Similarly, although the Ottoman pretext for war was support for their ally, the aforementioned Thokoly, the grand vizier who eventually led nearly 300,000 Turks to conquer Vienna, Kara Mustafa—reputed to be “fanatically anti-Christian”—exposed his mind earlier: “They ought,” he had told Ottoman high command, “to take advantage of the disorders of the Christians [Catholic-Protestant schism] by the siege of the place [Vienna], the conquest of which would assure that of all Hungary [currently the Turks’ “ally”], and open them a passage to the greatest victories.” Later, during an elaborate pre-jihad ceremony, Sultan Muhammad IV, “desiring him [Mustafa] to fight generously for the Mahometan faith,” placed “the standard of the Prophet … into his hands for the extirpation of infidels, and the increase of Muslemen.”
There are many other examples highlighting the religious/ideological nature of the Ottoman siege of Vienna: before initiating its bombardment, Kara Mustafa offered the city the standard Islamic ultimatum (convert, capitulate, or else); and the Ottomans are constantly depicted as crying out typical jihadi phrases, such as “Allahu Akbar.”
So much for Norberg’s categorical claim that “back then, people concerned themselves with other divisions [than religion].”
In the end, however, Norberg’s greatest failure is that his is a classic strawman argument. Recall the title of his video: “Dead Wrong: The Anti-Muslim Myth.” Recall his opening sentence: “The Nativist right likes to tell the story of the West through the prism of a conflict between Christendom and Islam.” Yet, while pretending to debunk the religious nature of the perennial conflict between Christendom and Islam—which dramatically manifested itself in countless ways and battles over the course of a millennium before the siege of Vienna in 1683—he talks only about that one encounter (and fails even there).

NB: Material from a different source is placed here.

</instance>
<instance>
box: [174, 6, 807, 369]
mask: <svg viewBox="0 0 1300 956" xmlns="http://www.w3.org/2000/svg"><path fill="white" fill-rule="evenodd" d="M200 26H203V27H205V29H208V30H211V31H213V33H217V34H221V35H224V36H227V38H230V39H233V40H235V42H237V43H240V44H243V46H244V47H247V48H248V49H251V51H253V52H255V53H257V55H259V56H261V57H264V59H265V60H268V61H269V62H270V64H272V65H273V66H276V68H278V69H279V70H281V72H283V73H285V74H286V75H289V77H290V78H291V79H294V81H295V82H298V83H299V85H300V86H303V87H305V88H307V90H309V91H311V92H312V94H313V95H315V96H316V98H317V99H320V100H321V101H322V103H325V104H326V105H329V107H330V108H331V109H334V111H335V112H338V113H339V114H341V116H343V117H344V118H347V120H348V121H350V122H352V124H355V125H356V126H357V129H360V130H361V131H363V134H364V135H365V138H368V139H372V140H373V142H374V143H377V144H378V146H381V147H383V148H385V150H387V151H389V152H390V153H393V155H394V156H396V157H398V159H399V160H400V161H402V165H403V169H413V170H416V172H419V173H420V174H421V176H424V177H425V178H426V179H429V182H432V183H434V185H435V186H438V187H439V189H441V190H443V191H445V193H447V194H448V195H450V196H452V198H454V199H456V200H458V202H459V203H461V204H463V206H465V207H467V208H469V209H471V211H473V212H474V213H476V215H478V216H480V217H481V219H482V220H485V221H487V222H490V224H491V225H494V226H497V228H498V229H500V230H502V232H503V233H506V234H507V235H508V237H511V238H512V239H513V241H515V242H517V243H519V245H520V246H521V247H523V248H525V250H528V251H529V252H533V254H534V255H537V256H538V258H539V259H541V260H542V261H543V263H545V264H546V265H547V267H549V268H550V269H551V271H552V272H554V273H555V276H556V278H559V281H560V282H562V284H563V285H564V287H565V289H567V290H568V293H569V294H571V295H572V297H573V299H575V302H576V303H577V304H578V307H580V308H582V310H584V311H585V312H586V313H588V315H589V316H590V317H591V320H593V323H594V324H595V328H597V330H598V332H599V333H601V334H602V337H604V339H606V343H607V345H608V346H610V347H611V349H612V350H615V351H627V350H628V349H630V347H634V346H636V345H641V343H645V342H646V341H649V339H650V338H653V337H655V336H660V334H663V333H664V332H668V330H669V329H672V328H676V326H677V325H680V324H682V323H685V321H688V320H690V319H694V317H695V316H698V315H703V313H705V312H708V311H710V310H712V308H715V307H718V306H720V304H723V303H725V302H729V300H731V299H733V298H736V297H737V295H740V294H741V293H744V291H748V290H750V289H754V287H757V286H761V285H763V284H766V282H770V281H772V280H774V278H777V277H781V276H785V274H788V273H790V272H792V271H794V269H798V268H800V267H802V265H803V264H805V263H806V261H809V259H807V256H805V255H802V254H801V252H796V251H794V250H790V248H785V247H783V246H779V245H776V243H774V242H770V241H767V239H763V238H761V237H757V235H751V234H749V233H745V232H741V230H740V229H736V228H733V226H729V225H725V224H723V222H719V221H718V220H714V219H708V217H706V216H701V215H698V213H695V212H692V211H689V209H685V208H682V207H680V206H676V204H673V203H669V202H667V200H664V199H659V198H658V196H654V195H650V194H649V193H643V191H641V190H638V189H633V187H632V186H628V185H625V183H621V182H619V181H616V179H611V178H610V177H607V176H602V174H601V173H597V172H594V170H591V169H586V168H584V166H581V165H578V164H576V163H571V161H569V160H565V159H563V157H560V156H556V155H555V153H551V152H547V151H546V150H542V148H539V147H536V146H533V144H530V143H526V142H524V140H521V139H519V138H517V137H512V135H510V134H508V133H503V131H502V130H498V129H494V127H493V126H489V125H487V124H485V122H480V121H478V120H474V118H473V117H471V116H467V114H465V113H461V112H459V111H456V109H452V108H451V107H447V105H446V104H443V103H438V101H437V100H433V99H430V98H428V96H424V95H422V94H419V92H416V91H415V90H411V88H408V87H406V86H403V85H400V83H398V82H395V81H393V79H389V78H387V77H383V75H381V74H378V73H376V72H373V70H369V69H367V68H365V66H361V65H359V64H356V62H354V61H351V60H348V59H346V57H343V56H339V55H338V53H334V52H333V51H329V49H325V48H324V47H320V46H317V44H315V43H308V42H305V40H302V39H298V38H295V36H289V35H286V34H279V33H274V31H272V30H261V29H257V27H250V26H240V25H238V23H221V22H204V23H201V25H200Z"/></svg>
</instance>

The reason is evident: before the aforementioned Catholic-Protestant rift began in the sixteenth century, Christian unity against Islam was relatively solid, providing little material for people like Norberg—such as John Voll and William Polk, professors of Islamic history—to manipulate in an effort to show that the “anti-Muslim myth” is “dead wrong.”
Such are the Left’s tired tricks when conforming history to its narrative: take exceptions and aberrations, exaggerate and place them at center stage, and completely ignore the constants. Above all, offer no context.